Hinderaker's argument is lucid only in the sense that it's easy to see how weak it is. By his own account of the State Supreme Court's ruling--
On December 18, the Minnesota Supreme Court ordered the state's county election officials to "identify for the candidates' review those previously rejected absentee ballot envelopes that were not rejected on any of the four bases stated in [Minnesota statutes]." That process is now apparently complete, and the counties have identified 1,346 such ballots. They are conventionally referred to as the "wrongly rejected" absentee ballots.

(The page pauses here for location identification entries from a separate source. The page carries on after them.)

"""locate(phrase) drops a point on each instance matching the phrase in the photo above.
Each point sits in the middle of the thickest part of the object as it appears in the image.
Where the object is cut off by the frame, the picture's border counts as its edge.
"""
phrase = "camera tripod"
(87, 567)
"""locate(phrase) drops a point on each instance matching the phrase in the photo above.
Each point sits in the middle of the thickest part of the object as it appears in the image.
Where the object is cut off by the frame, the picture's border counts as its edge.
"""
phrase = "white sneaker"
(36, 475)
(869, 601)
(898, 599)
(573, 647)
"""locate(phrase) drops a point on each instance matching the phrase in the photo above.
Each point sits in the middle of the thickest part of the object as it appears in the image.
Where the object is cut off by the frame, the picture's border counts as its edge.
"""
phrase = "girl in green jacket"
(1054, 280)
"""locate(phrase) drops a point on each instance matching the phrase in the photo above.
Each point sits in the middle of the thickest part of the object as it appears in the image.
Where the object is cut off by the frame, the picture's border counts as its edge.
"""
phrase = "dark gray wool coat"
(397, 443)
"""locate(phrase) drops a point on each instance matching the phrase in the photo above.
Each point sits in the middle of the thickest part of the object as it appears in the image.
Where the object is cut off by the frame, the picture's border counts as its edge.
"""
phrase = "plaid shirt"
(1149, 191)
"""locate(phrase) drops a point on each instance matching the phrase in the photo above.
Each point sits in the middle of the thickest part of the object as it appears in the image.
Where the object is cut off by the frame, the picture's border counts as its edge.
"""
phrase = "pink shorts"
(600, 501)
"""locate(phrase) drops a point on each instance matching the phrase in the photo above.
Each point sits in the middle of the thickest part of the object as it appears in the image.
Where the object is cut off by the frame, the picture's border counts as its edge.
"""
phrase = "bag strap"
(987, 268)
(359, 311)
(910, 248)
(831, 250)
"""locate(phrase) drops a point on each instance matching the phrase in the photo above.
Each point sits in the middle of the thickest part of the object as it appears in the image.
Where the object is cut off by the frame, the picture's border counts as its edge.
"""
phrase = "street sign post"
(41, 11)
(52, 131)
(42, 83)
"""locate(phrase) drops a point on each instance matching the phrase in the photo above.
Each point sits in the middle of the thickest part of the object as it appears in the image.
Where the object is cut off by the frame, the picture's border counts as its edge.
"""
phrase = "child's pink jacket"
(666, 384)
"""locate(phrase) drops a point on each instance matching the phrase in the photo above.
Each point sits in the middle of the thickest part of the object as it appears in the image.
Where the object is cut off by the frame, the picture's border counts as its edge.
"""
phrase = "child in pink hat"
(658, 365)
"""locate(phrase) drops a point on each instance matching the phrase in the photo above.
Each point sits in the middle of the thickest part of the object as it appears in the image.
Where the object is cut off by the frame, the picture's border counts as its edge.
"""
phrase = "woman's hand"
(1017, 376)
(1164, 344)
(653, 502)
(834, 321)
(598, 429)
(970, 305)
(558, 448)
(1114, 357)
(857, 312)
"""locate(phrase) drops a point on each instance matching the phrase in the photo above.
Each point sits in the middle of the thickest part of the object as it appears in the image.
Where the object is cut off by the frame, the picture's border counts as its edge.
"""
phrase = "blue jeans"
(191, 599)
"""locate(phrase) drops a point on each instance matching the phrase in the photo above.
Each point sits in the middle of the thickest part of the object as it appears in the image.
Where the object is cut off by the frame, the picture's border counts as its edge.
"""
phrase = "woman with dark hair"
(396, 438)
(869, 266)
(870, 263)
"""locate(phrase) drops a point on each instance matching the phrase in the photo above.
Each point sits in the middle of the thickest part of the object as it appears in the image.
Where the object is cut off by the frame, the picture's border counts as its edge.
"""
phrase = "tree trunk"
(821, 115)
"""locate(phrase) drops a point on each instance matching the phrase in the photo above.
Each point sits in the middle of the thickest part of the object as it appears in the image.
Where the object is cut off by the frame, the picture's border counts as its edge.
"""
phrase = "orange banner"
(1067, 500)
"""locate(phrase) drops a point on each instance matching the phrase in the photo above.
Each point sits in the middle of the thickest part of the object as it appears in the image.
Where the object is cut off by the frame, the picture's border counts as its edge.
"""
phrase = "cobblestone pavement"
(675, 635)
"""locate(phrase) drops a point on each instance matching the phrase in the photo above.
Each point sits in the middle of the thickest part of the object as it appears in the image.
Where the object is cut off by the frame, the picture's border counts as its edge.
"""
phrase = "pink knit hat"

The Supreme Court further ordered the campaigns to try to agree on which of these ballots were, indeed, rejected in error. As to all ballots where such agreement is reached by the county and both campaigns, the votes will be tallied as part of the recount process. As to any ballots where a dispute remains, the dispute will be resolved in the election contest that presumably will follow the recount.
--the 654 ballots have been addressed. The Supreme Court held that election officials are to identify for the candidates' review wrongly rejected absentee ballots, which ballots would then be opened and counted when the two sides, inspecting them one at a time, agree that the vote should count. That happened, and Franken's lead surged to 225. The 654 votes Hinderaker is talking about were not identified by election officials. They were identified by the Coleman campaign. According to the Star Tribune article, local officials, striving to be fair to Coleman, have gone back and reviewed again the ballots he wants counted, and determined again that all were correctly rejected.
What is the chance that the judges hearing the election contest will overturn a process prescribed by the Supreme Court and then scrupulously executed by election officials? Not even the Power LIne boys were pursuing this line of attack--until Coleman's deficit grew beyond the number that could be overcome if all his other claims were accepted.
There's one other thing you don't learn at Power Line. On the morning after the election, Coleman appeared in public, claimed victory, expressed his confidence in the election system, and indicated that Franken, to spare taxpayers some dollars, should forgo the recount provided for in state law. He was asked whether, if he were in Franken's place, he'd take his own advice. He answered that he would, because the time for healing had arrived.